We hope these tips help you save stress, time, money and if you are a parent, they help you have significant custodial time with your child.
Divorce is one of the most emotionally difficult events a person can endure.
You and your ex shouldn’t allow it to be financially devastating as well.
Legal fees in the Northern Virginia Area range from $285 to $650 per hour.
Litigation can drive ANYONE into the poor-house.
Try to be reasonable and SOLVE your differences with your ex.
Never spend money, in legal fees or otherwise, to get even or be right.
Kids come first.
As a co-parent one must put the aggression, competition and pettiness in the past and parent with one’s ex like a rock-star.
That’s what you should expect of yourself, your family-law attorney should expect of you and what your child or children deserve.
One won’t fair well, in my experience, in front of our family-law judges if their communications with the other parent are snippy, overly-polite, sarcastic, finger-pointing, blame-gaming, gas-lighting, selfish, and mis-focused on the parent’s own interest BEFORE the child’s.
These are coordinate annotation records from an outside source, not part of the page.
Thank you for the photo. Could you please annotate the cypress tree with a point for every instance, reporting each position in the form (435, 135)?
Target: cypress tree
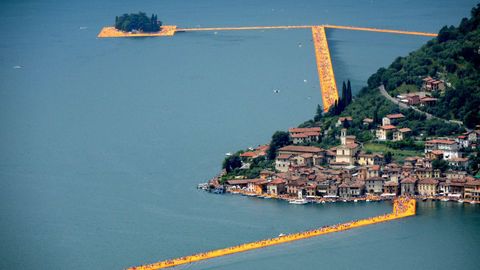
(349, 92)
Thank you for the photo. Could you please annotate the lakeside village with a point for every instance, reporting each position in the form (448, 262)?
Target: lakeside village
(302, 173)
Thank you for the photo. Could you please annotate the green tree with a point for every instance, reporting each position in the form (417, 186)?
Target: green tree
(318, 114)
(279, 139)
(388, 157)
(231, 163)
(440, 164)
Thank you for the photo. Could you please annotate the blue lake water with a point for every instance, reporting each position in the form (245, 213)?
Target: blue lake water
(103, 141)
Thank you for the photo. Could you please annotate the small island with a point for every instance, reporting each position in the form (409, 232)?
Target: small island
(138, 22)
(137, 25)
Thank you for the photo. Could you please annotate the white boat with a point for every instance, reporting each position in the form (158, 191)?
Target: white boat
(298, 201)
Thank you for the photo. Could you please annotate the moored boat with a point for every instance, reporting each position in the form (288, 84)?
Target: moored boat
(298, 201)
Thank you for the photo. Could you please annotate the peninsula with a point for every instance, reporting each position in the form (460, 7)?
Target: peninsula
(413, 130)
This type of parent is not really trying to co-parent but instead is really trying to “win” some “point” about the other parent being “bad” or a “liar” or in some way “unfit” because of something being blown way out of proportion. This type of behavior can, in my experience, lead to less custody and time with one’s child.
Don’t involve kids in adult problems.
Don’t be a drama llama.
Don’t seek a Protective Order for advantage in your divorce.
The more your lawyer does – the more it costs.
I have NEVER met a client that loves or even likes litigation. I have met plenty that SAY they want to litigate.
However, in my experience, the suffocating stress that comes with litigation tends to make clients edgy ALL THE WHILE wiping out their retirement accounts.
Most clients think they will get it back in awarded attorney’s fees. Well, maybe. No guarantees though.
Be kind to the other parent even though you don’t want to be.
This does not hurt your case – it strengthens the argument that you are the reasonable one.
Be the reasonable one and compromise, A LOT!
Do not keep score.
When the other parent is running late, is a jerk, tries to tell you how to parent, sends kid back without any of the stuff the kids went/were sent with and is just being an overall nuisance do not respond in kind.
You have to respond as if they are the JUDGE IN YOUR CASE because that is the ONLY audience you care about when writing your communications to the other parent. Be polite, not weird and appropriately mature in your response.
EXAMPLES OF HOW TO COMMUNICATE WELL WITH THE OTHER PARENT:
DO: “No worries Jonathan! I’ll grab something while waiting! Take your time.”
DO NOT: “Sure, why not Mr. President Jonathan? Scott and I were just sitting here doing nothing. Yep, nothing to do here because we are not important like you! So please Your Highness, whenever you deem it CONVENIENT for you to bring the children back we peons will be waiting, doing NOTHING and just happy to be in your PRESENCE again, Mr. President. OH AND by the way…this is only the 18th time you have been late in a row. I’m sick of it! YOU DON’T CARE ABOUT ANYONE but yourself JONATHAN CLEMENTINE JONES. You are a NARCISSIST! And I don’t like my kids around your mom. THAT WOMAN spanks my kids. Tell her to stop. Or I will go back to court…so help me! And I'm telling my lawyer right now. And calling the police for a WELLNESS CHECK."
You want to swap or get more time with your kids(s) to do something special with them – on a day that is not yours on the custodial schedule:
DO reach out like this: “ Hi there! Hey, Miss Sheila how about we swap Wed. for next Sat so Katrina and I can take the kids to the Newseum to see the Exhibit that will be off display by Sunday. Or are you & Scott planning on taking them or somewhere or have plans already? Please let me know at your soonest. Also, please let me know if a different night would work better instead. Hey, I know you met Katrina last time but did you want to grab a coke with us at next drop? I’ll bring the kids and everyone drinks from McD’s. Thanks. Jonathan.”
DO NOT: Good Evening Sheila. I'm being overly civil b/c my lawyer said I had to be. Advise your husband to stop contacting me and my fiance. We want NOTHING to do with either of you. We know you dropped your brother, Johnny on his head when he was 5 months old and that to this day, Johnny does not forgive you for that! He told me at his 35th birthday last week. You weren't even invited were you? Can you blame him? SHEILA, this is my FORMAL REQUEST - I WANT the children on Saturday. You MAY REMEMBER that I allowed you to see the children for an extra hour last Saturday because your Mother was in town? Even though your Mother says TERRIBLE THINGS ABOUT ME IN FRONT OF AND TO ALL OF THE CHILDREN! Make her stop this SHEILA! I EXPECT you will return my courtesy and allow me this formal request. AND IF YOU DO NOT, I shall cut off the children’s phones so you can NO LONGER facetime with them. Sincerely, Jonathan."
Good luck and hope these tips help you!